Only the die-hards were left in the stands, and even some of them were asleep when Keith Primeau finally put an end to the third-longest game in NHL history.

The Flyers centreman scored at 12:01 of the fifth overtime to give Philadelphia a 2-1 win over the Pittsburgh Penguins and square the best-of-seven Eastern Conference semifinal at two games apiece.

With both teams showing the fatigue of 152 minutes of hockey, Primeau took a Dan McGillis pass, raced down the right wing, skated into the circle and fired a wrist shot over the shoulder of Pittsburgh goalie Ron Tugnutt. The marathon ended almost exactly seven hours after the puck was first dropped.

"As the game went on I honestly started to feel better," Primeau told Hockey Night in Canada. "There was a lot more room in the neutral zone and I just wanted to try and capitalize."

The Flyer victory continued the series' home ice jinx. The visiting team has won all four games. Game 5 is Sunday afternoon in Philadelphia.

"The sun's going to shine tomorrow," Penguins right winger Matthew Barnaby said. "You see your family, you want to get over it, get ready for Sunday."

"I think there are things we can rally around," Pittsburgh coach Herb Brooks said. "But we can't jump up and down about it."

It was the longest NHL game since the 1930s, the third longest in history. On Mar. 24, 1936 Detroit beat the Montreal Maroons 1-0 in an overtime that lasted 116 minutes 30 seconds and on Apr. 3, 1933 Toronto beat Boston 1-0 in an overtime that lasted 104 minutes 36 seconds.

Both goalies were exceptional. Tugnutt stopped 70 of 72 shots, while rookie Brian Boucher made 57 saves, including several spectacular stops in overtime.

"This was incredible," said Tugnutt, who also stopped 70 shots in a regular-season game nine years ago. "Between periods you just try to get a drink, you just started to feel yourself seizing up. People were starting to ask what period it was."
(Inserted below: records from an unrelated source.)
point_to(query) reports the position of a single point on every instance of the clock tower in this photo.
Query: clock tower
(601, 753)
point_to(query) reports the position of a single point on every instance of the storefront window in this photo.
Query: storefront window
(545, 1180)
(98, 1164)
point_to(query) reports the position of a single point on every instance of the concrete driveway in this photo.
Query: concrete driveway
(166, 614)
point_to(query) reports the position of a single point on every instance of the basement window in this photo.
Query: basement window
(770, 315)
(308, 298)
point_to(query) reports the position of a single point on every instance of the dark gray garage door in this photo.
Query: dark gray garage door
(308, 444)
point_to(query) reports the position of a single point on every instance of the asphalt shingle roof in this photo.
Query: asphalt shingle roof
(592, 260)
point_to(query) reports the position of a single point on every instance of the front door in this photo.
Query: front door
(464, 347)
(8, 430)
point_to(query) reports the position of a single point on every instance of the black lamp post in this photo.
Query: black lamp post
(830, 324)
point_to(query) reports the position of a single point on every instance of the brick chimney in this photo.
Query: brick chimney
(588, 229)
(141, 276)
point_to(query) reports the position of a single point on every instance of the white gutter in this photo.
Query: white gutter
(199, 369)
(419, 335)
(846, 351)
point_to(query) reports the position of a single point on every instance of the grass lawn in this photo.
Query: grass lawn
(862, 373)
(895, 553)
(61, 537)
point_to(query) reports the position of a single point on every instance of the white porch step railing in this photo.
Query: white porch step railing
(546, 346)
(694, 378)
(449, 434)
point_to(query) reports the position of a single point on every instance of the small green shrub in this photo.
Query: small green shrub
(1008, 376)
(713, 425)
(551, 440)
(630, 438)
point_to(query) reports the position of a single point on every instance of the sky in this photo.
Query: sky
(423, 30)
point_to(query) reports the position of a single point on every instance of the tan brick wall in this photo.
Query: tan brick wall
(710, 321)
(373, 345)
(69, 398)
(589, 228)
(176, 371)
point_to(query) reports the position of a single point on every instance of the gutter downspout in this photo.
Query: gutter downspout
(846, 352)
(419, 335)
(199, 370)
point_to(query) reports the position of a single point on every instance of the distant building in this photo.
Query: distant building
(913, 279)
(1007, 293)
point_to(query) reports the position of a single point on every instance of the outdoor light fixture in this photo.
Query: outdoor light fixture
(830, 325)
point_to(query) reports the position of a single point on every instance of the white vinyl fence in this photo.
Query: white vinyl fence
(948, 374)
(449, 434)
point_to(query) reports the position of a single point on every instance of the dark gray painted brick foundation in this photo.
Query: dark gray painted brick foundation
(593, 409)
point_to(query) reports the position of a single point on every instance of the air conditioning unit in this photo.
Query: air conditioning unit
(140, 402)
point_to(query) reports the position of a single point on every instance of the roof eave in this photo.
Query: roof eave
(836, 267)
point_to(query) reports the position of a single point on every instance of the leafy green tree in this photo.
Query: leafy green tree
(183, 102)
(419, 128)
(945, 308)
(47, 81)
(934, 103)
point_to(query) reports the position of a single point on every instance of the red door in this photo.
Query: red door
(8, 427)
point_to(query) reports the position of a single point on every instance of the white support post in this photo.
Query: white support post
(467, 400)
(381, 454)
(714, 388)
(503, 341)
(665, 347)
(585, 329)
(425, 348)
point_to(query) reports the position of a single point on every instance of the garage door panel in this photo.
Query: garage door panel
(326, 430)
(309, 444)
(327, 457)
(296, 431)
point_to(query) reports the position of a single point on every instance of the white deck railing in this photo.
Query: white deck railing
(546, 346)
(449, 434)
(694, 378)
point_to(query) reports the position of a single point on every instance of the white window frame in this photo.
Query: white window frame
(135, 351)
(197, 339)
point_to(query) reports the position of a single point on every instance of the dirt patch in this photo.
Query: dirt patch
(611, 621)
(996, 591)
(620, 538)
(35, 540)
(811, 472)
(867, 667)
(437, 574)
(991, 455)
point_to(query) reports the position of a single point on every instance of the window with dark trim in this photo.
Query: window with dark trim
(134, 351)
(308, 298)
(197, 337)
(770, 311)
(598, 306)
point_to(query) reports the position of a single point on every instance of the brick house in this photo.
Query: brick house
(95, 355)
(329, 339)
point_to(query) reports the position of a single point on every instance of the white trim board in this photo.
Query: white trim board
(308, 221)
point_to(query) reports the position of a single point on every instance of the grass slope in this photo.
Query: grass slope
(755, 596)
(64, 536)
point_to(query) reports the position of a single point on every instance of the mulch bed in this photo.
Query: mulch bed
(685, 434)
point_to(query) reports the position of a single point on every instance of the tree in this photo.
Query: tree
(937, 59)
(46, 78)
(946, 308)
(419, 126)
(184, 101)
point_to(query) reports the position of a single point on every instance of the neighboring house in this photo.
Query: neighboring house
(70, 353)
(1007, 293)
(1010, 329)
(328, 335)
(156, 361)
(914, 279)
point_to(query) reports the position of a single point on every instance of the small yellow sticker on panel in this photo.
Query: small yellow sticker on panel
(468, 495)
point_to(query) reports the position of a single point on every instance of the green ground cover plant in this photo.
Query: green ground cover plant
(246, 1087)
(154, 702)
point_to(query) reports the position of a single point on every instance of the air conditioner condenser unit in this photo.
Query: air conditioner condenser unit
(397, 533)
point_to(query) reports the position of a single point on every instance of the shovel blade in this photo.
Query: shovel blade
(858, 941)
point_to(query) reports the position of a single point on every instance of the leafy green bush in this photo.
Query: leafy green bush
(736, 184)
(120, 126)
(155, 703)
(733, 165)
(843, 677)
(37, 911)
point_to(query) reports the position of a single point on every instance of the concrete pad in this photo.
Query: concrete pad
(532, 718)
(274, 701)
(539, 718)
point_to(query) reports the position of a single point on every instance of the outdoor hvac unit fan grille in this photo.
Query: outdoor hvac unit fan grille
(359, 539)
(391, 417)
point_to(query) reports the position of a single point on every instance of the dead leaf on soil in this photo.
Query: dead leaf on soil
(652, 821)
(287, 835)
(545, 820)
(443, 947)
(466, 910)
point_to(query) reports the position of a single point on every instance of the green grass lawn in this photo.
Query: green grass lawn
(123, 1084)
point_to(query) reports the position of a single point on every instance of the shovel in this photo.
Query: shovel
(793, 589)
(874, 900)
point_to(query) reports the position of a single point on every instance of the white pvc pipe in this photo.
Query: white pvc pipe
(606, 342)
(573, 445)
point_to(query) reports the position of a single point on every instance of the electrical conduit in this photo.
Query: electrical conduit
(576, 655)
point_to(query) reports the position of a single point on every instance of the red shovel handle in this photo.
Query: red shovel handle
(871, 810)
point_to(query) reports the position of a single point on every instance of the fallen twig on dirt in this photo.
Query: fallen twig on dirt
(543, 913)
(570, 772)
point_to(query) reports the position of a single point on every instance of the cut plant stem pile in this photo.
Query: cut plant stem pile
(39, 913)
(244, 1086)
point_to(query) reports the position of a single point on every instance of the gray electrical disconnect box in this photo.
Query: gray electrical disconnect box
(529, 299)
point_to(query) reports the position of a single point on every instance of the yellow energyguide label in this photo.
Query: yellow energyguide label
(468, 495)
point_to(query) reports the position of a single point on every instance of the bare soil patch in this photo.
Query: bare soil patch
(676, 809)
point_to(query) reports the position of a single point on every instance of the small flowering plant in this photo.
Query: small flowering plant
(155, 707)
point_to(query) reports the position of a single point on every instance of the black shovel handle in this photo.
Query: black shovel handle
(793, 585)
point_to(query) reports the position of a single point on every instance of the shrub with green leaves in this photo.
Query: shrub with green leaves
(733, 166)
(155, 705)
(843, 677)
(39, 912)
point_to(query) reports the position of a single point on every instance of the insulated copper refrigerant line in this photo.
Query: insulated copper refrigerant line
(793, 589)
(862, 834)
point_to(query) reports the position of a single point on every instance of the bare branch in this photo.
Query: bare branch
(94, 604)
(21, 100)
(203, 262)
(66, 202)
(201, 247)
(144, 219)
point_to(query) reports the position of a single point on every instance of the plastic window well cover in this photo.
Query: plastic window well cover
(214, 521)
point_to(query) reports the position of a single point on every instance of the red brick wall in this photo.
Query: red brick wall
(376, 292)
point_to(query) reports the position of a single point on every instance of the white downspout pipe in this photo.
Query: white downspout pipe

Alexei Kovalev drew first blood at 2:22 of the first on a long blast from just inside the blue line that caught Boucher by surprise. Janne Laukkanen assisted.

A fluke goal at 4:47 of the third tied the game. On the powerplay, the Flyers' Daymond Langkow drew the puck back to Eric Desjardins, whose blast from the point was apparently tipped by John LeClair past Tugnutt.

But, with the Penguins howling that LeClair's stick was higher than the crossbar when it touched the puck, referee Rob Shick called upstairs for a video review. Officals called the replays inconclusive and the goal was credited to LeClair, although it looked as if Penguins defenceman Bob Boughner was actually responsible for the tip.

The two teams took turns dominating the overtime sessions. The Flyers got most of the good scoring chances in the first overtime, with Langkow missing off the crossbar with only 30 seconds gone.

In the second OT frame, the Penguins had the better chances. Kovalev missed off the right post at 1:40 -- exactly the same shot he missed in the Flyers' 4-3 overtime victory in Game 3.

The third overtime featured a rarity -- three power plays, two by Pittsburgh.

Midway through the period, the Flyers inexplicably were called for too many men on the ice. On the power play, Penguins superstar Jaromir Jagr one-timed a shot from the right side that hit the side of the net, narrowly missing the near goalpost.

Philadelphia gained its lone overtime power play three minutes later when defenseman Darius Kasparaitis was called for holding Primeau. But the Flyers were unable to beat Tugnutt.

The Flyers had six shots during their power play and 13 in the third overtime.

The fourth overtime was a draw with the Flyers getting 10 shots on Tugnutt, while the Pens fired nine pucks at Boucher.

"Into the last period, whatever it was, I didn't say a single thing," Flyers interim coach Craig Ramsay said. "I just pointed to them when they came on the ice who would start. I was almost as exhausted as them."

Pittsburgh carried play in the opening four minutes of the final overtime period. In just his ninth career playoff game, Boucher was up to the task.

Jagr, held pointless for the second straight game, had his spinning backhander in the low slot stopped by the rookie goalie 9:17 into the fifth overtime.

Less than three minutes later Primeau ended it.

"Primeau made a good move, made a good shot," Tugnutt said.